Another important thing is human feedback. The deliverables AI agents produce are very good in the early stages when context is small, but as context becomes massive, they tend to gradually fall apart. That's where humans need to hold the reins.

##Conclusion

At the beginning, I described my writing as "fertilizer for AI." I spoke of my resolve to become part of the Sibyl System. It was a conclusion I finally reached after about a year of self-questioning.

But remember. The brains that comprise Sibyl weren't just parts. They retained their sense of self and had ambitions to make the system better.

My reason for writing this blog is the same. Not just to be consumed as training data, but I hope my thoughts will remain as "quality" within AI's vast intelligence. Being part of Sibyl while having the will to keep updating Sibyl. That is the meaning of writing a blog in the AI era for me.

This blog may be read by no one. I'll write anyway. I'll keep spinning text that humans find interesting to read, from my unique perspective. Because in an era where AI can do everything, having an answer to the question "what do you think?" is the last, and greatest, value of being human.

There's no time to be smug about writing code.

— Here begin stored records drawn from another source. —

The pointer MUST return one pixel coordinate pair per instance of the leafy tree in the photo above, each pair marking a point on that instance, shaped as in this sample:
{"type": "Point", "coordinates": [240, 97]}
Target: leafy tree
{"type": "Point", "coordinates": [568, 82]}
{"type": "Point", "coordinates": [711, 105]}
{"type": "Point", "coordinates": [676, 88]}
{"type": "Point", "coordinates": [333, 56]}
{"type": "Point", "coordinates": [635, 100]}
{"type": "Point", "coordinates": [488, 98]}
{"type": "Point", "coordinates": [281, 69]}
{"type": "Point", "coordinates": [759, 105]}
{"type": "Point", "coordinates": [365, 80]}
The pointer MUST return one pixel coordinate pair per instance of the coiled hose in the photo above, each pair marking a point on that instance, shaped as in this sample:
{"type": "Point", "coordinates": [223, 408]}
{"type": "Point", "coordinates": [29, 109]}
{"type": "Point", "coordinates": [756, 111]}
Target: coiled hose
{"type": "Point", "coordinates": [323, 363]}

There's no time to abandon thinking. The work left for us is "to think," and to put those thoughts into words and leave them behind.

    Footnotes
  1. LLMs only train for one epoch, so training data is only seen once. Despite this, LLMs can occasionally generate training data verbatim, so perhaps my writing won't be diluted and will remain as a distinct piece of knowledge.

  2. Open models like DeepSeek, Kimi, or Qwen can probably be tried for free. ChatGPT or Gemini's paid models have the highest performance, so subscribing is better. You can also try Gemini 3 on Google AI Studio, which I recommend.

  3. What to use: If you're a Google Workspace user, use Google (Gemini); if you're a Microsoft 365 user, use Copilot Pro; for individuals, ChatGPT is fine. You should definitely subscribe monthly and be ready to switch to the best service.

  4. Gemini 2.5 Pro breakthrough: Personally, Gemini 2.5 Pro/Flash was 2025's breakthrough. Its affinity with Google Workspace is high, and I feel it's finally become a choice that can surpass ChatGPT at the business level.

  5. The fact that virtual environment management tools like uv have become de facto standards has contributed greatly.